25/05/2013

Épicondylite, tu la tiens.



épicondylite,dépannage,douleurs articulaires,relation bloquéeLe premier résultat qui venait d'apparaître sur l'écran après la recherche du sens symbolique que pouvait constituer une épicondylite, énonçait un point de vue assez radical. Cette inflammation était " en lien avec de la colère que l'on ressent face une personne ou à une situation qu'on ne réussit pas à quitter et cela très souvent en rapport avec nos activités; emploi, activités créatives etc."

Est-ce possible d'envisager un tel point de vue ! Était-il à rejeter immédiatement pour ne regarder que le côté face de la pièce de monnaie ? Il n'y avait qu'un pas à franchir, un petit mouvement de retournement pour voir le côté pile. Est-ce que toute maladie ou toute douleur pouvait, derrière les symptômes qui apparaissent depuis des mois et que rien apaisait, prendre un autre sens ?

Le débat était sociétal ! Y avait-il  psycho-somatisation d'un état relationnel ?

La douleur handicapait ma fille aînée depuis si longtemps qu'elle avait décidé de passer dans les mains d'un chirurgien. L'opération était planifiée demain. Aucune raison ne la détournerait de son choix. N'était-ce pas logique d'être soignée par les compétences de ses pairs ? En tant qu'infirmière pouvait-elle sortir de la logique du système où un problème est traité par des opérations adaptées à la problématique.

La planification de l'opération me renvoyait à celle d'une connaissance proche, opérée au dos, pour soigner une sciatique qui longtemps larvée, la handicapait sérieusement. Au fur et à mesure des rencontres, elle avait laissé entrevoir ces difficultés relationnelles avec son mari. Elle en avait plein le dos et se faisait opérer car, disait-elle, « avait que le mâl(e) que j'ai », l'intervention chirurgicale était nécessaire. Deux ans plus tard, ils se séparaient. Aurait-elle fait l'économie de l'opération si elle avait affronté ses difficultés relationnelles adéquatement par la parole et l'analyse de sa vie quotidienne.

Pour ma fille, la pathologie était dans une articulation fondamentale et fonctionnelle. Il y avait sans doute une faiblesse physique mais n'y avait-il  pas aussi une faiblesse relationnelle  dans son couple ou dans son travail.

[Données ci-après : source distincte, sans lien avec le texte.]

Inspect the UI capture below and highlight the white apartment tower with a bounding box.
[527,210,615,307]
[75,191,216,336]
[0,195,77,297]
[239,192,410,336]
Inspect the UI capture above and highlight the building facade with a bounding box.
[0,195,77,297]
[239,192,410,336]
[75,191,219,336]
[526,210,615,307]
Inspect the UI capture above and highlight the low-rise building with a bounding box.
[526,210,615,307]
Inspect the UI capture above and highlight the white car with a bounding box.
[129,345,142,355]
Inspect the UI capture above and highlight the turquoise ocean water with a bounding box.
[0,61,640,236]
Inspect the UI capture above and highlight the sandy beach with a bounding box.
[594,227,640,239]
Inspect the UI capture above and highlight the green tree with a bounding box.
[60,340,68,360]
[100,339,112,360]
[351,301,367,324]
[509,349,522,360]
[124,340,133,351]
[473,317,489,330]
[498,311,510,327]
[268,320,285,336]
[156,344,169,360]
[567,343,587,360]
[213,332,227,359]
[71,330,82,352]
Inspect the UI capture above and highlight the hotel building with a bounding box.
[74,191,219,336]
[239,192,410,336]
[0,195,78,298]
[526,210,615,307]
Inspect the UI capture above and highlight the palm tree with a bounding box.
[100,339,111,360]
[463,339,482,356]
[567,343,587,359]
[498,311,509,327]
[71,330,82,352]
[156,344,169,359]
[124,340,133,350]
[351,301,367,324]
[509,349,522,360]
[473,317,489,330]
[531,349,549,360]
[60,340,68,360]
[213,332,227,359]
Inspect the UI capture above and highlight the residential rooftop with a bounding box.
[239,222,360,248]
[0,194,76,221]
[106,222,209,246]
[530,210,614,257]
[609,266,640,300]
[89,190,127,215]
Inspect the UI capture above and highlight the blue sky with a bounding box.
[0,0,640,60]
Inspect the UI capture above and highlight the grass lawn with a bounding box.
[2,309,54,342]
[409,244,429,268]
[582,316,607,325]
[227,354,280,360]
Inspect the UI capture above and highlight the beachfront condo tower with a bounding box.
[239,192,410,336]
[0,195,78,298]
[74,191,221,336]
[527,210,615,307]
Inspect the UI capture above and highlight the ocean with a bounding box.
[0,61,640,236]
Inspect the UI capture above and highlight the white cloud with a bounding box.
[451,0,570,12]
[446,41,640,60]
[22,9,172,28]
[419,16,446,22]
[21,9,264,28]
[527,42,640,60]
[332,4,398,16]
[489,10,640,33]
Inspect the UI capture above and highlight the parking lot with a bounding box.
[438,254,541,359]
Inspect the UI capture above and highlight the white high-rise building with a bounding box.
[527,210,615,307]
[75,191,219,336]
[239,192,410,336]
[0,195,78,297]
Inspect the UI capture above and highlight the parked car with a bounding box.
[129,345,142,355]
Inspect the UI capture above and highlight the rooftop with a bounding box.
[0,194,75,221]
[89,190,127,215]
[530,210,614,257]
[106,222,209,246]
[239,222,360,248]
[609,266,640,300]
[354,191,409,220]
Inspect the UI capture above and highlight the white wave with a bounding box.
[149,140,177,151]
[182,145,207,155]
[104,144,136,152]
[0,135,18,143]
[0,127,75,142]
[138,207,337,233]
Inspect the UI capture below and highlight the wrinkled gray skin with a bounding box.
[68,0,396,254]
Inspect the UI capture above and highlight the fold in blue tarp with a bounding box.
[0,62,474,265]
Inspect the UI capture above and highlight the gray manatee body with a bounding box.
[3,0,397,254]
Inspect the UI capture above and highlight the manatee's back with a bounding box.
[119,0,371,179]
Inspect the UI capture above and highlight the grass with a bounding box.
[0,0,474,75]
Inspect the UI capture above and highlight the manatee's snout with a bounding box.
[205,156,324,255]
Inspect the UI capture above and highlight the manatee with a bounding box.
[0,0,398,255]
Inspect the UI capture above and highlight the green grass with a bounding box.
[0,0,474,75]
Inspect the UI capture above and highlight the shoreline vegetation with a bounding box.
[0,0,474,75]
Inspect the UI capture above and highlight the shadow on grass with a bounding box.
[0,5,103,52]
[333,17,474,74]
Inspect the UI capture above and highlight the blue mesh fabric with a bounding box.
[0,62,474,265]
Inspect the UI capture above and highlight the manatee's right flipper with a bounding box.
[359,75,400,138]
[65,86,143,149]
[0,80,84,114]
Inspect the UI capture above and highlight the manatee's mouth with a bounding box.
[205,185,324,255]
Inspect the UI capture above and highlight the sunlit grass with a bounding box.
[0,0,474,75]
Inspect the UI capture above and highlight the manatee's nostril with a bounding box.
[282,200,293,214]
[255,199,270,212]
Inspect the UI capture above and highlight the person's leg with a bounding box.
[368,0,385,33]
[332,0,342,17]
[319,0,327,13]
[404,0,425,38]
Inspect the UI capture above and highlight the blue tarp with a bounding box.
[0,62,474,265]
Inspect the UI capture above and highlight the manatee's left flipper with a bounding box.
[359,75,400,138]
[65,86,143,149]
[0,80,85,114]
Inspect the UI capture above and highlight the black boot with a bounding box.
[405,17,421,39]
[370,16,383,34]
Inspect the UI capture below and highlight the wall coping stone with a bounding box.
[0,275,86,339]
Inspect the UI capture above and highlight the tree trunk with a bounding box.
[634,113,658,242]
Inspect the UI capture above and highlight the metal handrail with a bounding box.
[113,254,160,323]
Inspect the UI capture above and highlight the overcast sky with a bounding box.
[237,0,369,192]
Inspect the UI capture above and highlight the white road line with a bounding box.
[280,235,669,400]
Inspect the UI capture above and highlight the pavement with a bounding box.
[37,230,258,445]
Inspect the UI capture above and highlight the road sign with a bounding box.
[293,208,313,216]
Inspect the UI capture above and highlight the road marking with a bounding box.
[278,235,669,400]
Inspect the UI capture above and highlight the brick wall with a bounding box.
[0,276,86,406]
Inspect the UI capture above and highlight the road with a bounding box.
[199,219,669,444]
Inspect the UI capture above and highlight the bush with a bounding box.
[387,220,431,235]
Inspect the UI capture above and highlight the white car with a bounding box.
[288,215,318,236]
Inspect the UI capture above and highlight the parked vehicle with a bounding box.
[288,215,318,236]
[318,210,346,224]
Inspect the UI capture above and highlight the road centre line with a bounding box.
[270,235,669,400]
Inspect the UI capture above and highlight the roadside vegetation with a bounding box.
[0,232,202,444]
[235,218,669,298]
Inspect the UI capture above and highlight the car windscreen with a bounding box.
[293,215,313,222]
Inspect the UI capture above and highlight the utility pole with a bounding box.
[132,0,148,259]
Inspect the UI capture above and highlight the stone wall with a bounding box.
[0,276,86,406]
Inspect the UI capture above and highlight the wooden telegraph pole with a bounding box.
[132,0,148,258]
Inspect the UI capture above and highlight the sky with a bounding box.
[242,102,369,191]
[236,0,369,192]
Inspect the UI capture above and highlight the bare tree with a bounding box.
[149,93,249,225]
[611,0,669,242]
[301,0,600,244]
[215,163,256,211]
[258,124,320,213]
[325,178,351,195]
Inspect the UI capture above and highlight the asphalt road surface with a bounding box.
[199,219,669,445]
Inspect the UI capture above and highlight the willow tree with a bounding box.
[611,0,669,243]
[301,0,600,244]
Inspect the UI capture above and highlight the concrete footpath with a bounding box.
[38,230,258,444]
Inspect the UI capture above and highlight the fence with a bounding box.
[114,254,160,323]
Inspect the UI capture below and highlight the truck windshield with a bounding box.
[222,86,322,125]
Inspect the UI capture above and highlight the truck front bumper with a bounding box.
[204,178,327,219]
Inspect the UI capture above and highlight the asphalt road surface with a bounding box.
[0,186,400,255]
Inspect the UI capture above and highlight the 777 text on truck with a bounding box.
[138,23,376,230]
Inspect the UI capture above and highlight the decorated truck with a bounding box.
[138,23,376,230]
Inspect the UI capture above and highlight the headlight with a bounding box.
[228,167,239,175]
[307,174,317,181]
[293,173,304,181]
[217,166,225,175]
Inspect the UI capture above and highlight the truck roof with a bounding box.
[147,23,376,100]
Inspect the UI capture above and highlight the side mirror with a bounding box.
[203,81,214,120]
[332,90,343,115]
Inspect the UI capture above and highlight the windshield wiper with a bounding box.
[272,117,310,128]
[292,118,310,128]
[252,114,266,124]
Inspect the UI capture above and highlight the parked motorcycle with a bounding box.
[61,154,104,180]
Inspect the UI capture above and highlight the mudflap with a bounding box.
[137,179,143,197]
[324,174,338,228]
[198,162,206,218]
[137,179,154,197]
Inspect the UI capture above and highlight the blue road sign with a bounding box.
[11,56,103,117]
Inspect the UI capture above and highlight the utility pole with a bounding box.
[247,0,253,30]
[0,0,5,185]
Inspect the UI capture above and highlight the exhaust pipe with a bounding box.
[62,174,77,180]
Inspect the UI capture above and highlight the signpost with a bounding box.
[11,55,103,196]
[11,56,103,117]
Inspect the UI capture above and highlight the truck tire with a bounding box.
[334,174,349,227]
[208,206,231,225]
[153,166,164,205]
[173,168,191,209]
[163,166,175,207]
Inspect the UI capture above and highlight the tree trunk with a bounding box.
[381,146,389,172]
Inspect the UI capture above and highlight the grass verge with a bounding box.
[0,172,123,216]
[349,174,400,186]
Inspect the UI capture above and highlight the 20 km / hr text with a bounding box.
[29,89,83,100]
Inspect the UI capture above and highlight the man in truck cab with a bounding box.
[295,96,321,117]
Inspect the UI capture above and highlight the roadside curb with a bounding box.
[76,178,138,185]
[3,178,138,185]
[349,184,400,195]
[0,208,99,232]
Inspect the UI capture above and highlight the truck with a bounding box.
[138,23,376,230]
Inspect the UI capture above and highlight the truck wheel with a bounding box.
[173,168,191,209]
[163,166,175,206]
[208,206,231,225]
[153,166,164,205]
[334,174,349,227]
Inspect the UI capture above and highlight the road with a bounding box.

Leur relation n'apparaissait pas sereine et le refus de son compagnon de la marier restait toujours un  l'abcès qui venait en surface régulièrement. La colère apparaissait régulièrement et plus spécialement maintenant par son désir de passer des vacances d'été selon son choix, mais c'était un lieu où il ne trouvait pas les conditions idéales pour son sport favori. Aucun consensus n'avait été trouvé et l'échange entre eux semblait plus appartenir à l'affrontement qu'à la négociation. Ses réflexions, au cours du temps, laissaient entrevoir un raidissement de position de chacun plus qu'un échange et à un dialogue à la recherche d'un choix satisfaisant pour les deux parties.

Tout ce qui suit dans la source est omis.